Jana Vargovčíková suggests that scandals themselves do not universally supply the impetus for reform, but rather that such change is dependent upon existing power relations between state and non-state actors. Using case studies of lobbying reform in Poland and the Czech Republic, this article highlights how the ability to change political relations between public and private actors depends on what each wants outside the domain of lobbying regulation. Those organized interests with greater stakes ex ante—especially in corporatist systems that assign private actors with some quasi-public policy authority—will seek to protect those stakes at the expense of others in any new lobbying regulation or transparency regime. Politicians themselves may embrace regulation in the aftermath of scandal, yet actively avoid transparency rules that would show the public just how closely policymakers and the “scandalous” interest groups work normally together. The question of lobbying regulation then is not simply whether there should be “more” or “better” regulation, but how established privileged interests and politicians gain and lose in the process.

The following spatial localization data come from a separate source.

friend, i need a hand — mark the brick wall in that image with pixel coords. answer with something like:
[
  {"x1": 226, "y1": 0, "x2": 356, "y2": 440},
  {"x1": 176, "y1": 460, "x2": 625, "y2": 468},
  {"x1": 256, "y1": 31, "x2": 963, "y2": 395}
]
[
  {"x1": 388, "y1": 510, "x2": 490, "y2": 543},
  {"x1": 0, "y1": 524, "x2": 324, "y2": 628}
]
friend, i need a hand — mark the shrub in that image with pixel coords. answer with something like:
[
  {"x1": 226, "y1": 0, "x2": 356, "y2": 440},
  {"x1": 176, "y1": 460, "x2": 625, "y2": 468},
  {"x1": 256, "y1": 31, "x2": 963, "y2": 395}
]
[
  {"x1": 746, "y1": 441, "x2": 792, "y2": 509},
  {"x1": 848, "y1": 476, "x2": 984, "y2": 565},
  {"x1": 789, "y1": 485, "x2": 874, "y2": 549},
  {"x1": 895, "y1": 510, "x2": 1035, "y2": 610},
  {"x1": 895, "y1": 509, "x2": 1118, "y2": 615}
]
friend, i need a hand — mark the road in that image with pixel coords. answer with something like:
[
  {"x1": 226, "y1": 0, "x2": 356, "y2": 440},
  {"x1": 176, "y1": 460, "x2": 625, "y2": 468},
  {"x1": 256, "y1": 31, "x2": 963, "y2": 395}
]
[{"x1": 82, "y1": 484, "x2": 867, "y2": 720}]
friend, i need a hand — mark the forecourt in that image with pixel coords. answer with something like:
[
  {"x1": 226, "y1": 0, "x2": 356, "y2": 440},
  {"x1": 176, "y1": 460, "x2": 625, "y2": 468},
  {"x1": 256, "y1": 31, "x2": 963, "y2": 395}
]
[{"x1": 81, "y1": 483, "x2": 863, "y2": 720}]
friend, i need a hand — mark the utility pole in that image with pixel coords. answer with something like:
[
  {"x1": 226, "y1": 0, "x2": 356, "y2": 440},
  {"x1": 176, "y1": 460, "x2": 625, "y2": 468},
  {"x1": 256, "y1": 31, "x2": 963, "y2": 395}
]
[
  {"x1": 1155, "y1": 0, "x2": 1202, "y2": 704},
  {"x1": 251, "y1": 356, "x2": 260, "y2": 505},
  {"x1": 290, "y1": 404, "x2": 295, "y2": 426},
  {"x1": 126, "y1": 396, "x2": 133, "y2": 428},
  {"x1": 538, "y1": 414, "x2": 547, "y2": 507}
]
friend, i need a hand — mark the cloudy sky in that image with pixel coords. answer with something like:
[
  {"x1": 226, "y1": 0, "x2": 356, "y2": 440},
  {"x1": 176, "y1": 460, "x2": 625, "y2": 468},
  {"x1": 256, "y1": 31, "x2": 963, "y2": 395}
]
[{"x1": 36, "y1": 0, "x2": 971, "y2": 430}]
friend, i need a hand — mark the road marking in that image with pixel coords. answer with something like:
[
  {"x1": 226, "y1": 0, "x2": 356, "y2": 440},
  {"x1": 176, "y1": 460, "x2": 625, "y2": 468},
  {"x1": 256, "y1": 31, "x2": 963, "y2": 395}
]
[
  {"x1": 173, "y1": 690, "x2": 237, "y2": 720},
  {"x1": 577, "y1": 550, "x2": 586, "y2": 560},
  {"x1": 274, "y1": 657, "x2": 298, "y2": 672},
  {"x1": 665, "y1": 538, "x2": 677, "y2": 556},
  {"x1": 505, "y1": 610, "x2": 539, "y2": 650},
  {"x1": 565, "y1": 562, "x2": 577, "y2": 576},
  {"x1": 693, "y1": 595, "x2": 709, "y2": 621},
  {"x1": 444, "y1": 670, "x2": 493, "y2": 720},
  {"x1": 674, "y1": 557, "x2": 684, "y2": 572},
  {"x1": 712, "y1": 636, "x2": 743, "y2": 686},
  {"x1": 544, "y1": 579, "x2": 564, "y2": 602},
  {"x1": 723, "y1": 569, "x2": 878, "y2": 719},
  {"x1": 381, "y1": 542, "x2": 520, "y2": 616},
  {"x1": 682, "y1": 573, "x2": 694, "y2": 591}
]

The remaining two articles focus on innovative ways to understand what the fundamental problems of organized interests and lobbyists are. These articles recommend new ways of thinking about how to resolve these problems by leveraging advances in information technology and data analytics to improve lobbying transparency and policy deliberation. Thomas Holyoke focuses on the often-ignored ethical problem in lobbying: the principal-agent dilemma between clients and lobbyists. Laws like the LDA in the USA and the European lobbying registers are designed to expose interactions between organized interests and government officials, not between lobbyists and their clients. Yet it is precisely here where lobbyists may be most mischievous. Relatively uninformed clients have little way to monitor when, how and why their lobbyists may—rightly or wrongly—negotiate policy positions away from their ideal policy preferences. He recommends that lobbying disclosure regimes include more sophisticated statements of policy positions.

Finally, Drutman and Mahoney take this concept a step further with their recommendation to “Post-Map-Ask” all public policy deliberations, including those policy positions that organized interest stakeholders seek. They advocate for a new data management system that lawmakers and legislative staff, lobbyists and advocates, journalists and watchdogs alike can manage and monitor for any given policy proposal. If organized interests are ideally suited to improve the quality of policy deliberations, then our transparency system ought to expose the substance of—not merely the existence of—lobbyists’ activities.

Collectively, these articles are a significant step forward toward evidence-based lobbying regulation. Reforms based on superlatives about draining swamps are not likely to succeed if they do not consider the political and institutional contexts they are proposed to change. We trust that future meaningful efforts at political reform will instead seek to achieve the much more difficult task of preserving the deliberative democratic role that organized interests play, just as we ought to carefully cultivate our wetlands.